Wednesday, October 19


I had to go to the bank, the natural foods store, the unnatural grocery store, and the Post Office today. I may have mentioned it before, but no matter what day or time I do any banking I manage to get in line behind someone who wants to change drachmas to kroner and then into dinars, and someone else who wants to pay his electric bill with a third-party check signed over by a guy who was featured on America's Most Wanted as recently as last Thursday. To top it off, today I got the teller wearing the Trainee hat and she screwed up my simple deposit-cash back transaction so badly they had to reboot the entire system. It probably made the evening financial news. I didn't check.
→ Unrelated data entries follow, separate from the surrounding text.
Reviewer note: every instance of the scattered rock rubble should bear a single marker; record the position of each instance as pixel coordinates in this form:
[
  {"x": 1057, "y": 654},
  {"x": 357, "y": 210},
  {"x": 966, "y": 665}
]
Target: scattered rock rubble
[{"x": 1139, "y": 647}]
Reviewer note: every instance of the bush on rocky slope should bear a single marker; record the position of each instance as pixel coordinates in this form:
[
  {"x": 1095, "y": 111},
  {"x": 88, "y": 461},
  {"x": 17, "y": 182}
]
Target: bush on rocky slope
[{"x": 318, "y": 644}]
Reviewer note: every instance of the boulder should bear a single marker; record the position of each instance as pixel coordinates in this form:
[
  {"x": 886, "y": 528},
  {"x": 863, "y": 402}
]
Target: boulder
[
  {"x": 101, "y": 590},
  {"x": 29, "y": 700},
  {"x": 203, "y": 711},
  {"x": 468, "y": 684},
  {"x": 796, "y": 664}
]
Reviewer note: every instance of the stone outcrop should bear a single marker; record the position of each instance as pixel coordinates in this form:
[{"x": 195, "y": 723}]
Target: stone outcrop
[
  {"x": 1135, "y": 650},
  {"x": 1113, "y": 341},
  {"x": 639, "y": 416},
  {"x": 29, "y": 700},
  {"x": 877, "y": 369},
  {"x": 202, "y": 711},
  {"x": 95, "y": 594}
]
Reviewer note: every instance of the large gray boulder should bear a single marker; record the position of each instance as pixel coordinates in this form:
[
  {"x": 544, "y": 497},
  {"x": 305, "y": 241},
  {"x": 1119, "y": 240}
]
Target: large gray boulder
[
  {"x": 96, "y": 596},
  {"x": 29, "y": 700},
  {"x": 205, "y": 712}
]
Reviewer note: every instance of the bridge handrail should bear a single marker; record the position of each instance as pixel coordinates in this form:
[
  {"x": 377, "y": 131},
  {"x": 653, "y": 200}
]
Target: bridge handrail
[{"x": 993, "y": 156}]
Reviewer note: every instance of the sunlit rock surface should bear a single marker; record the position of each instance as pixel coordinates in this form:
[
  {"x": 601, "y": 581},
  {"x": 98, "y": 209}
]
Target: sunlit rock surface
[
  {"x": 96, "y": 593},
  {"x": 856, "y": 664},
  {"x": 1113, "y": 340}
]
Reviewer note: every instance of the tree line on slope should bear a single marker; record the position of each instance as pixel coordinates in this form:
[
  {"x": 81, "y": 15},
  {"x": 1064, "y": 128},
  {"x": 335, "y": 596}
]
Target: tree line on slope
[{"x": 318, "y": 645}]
Didn't matter, nor did the usual crowd of wandering geriatrics at the Post Office, though I'll be damned if I can figure out why the average customer age at that place is always 96 and the average driving speed in the parking lot and surrounding public thoroughfares is 12. It didn't matter because a) it was a beautiful day; b) we're at about 10-15% fall color this late, which is early perfection; and c) there's a notable drop in the number of SUVs on the road. Believe me, you drive a subcompact car, you can report on that accurately.

All I can figure is a lot of people had fuel efficient cars at home but chose to drive those suburban Panzers everywhere until recently for style points.

And the color, well, the big destination in Indiana for ooh-ing and ah-ing from the comfort of your own speeding vehicle is Brown County, which is about an hour or so south of here and a week or so later, color-wise, most years. Me, I'll head west to Shades and climb the ridge to look out over Sugar Creek if I need the full stereophonic experience, but a trip down the block to the church complex that still has the old farm field tree line around it is all the fix I need. One tree, or five, can be as stunning as two hundred.

1 comment:

Mrs. Tarquin Biscuitbarrel said...

Doghouse, you're right about the "one tree" matter. I've lived in the same house for nearly twenty years, and I now know which trees in my neighborhood turn color earlier than the rest. I look forward to it. As I come over the hill from Wisconsin Avenue now, there's a maple tree that's Day-Glo orange.

Even if I don't have the opportunity to go leaf-peeping the country, there are plenty of trees right here in town to admire.

After more than two decades in the East, fall foliage is still a big treat for me. I grew up in southern California, reading in MAD magazine about exotic-sounding things like thunderstorms, autumn leaves, and cracking the ice on puddles.